Domestic HRC prices in India’s trade segment have hit six months low this week as similar price levels were last seen in the month at the beginning of Dec’19. Limited trades in domestic market, improved supplies and liquidity issues are some of the key reasons which have continued to weigh down price sentiments.
Current HRC & CRC prices of major markets –
SteelMint’s assessment for HRC (IS 2062, 2.5 – 8mm) for trade segment stands at INR 35,500-36,000/t (ex- Mumbai), INR 35,800-36,500/t (ex-Delhi), and INR 37,500-38,000/t (ex-Chennai).
Meanwhile, CRC (0.9 mm IS513 GR) prices are assessed at INR 41,000-42,000/t (ex- Mumbai), INR 41,500-42,500/t (ex- Chennai) and INR 40,300- 41,800/t (ex-Delhi). The prices mentioned above are basic, and extra GST @18% is applicable.

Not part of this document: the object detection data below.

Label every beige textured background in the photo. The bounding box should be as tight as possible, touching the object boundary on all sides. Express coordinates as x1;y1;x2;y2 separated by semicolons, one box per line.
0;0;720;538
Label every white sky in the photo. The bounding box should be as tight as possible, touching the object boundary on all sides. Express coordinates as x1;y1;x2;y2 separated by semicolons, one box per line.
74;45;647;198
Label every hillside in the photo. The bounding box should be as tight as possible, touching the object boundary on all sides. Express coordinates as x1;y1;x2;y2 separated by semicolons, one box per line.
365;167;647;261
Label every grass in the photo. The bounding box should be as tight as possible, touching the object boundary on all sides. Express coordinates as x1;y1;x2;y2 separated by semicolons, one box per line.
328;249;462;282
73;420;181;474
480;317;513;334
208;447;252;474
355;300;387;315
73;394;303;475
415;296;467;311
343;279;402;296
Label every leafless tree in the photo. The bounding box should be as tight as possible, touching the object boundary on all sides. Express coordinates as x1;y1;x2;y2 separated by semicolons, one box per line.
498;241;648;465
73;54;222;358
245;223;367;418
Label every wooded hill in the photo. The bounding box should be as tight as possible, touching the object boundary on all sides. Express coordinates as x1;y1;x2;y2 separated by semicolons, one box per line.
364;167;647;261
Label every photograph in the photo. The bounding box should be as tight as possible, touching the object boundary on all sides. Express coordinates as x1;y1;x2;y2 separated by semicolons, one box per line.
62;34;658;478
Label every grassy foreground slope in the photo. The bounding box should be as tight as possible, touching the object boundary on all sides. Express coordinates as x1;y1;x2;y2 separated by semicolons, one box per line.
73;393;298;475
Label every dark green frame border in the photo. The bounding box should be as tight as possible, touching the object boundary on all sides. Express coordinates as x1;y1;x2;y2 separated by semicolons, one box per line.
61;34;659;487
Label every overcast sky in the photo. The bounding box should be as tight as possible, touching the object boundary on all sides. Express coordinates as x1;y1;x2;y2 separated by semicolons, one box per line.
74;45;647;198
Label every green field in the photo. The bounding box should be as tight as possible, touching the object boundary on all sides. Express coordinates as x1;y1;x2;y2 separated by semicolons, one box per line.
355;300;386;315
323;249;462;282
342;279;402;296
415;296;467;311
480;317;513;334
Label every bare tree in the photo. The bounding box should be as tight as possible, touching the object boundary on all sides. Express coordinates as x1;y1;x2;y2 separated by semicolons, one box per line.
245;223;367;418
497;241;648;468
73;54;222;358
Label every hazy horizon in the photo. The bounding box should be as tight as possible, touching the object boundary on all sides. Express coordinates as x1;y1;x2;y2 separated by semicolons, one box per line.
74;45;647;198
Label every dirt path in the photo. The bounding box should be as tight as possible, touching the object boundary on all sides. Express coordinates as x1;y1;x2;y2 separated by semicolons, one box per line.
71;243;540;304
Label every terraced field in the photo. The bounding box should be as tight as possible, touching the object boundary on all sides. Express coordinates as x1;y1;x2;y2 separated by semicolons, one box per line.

Factors behind decline in prices:
1. Labour shortage in factories and warehouses which creates hurdles in the smooth functioning of trades and business activities
2.Few end users have held their orders and few of them have canceled due to which buying activity remaining sluggish
3.Trades are happening mostly in cash payments and credit payments have reduced.This has led to a drop in buying activity since small and medium level traders were mostly doing payments in credit.
4.Seasonal slowdown expected with onset of monsoons
“Domestic market continues to remain flat this week. Active trades are not happening in the market. Only 30-35% of trades are happening in HRC and only 20% of trades in CRC, shared by a major Mumbai based HRC distributor.
Outlook : Traders & stockists are expecting market sentiments to remain gloomy in the near term, considering mills ramping up their output on one side and on the other side slow down in sales.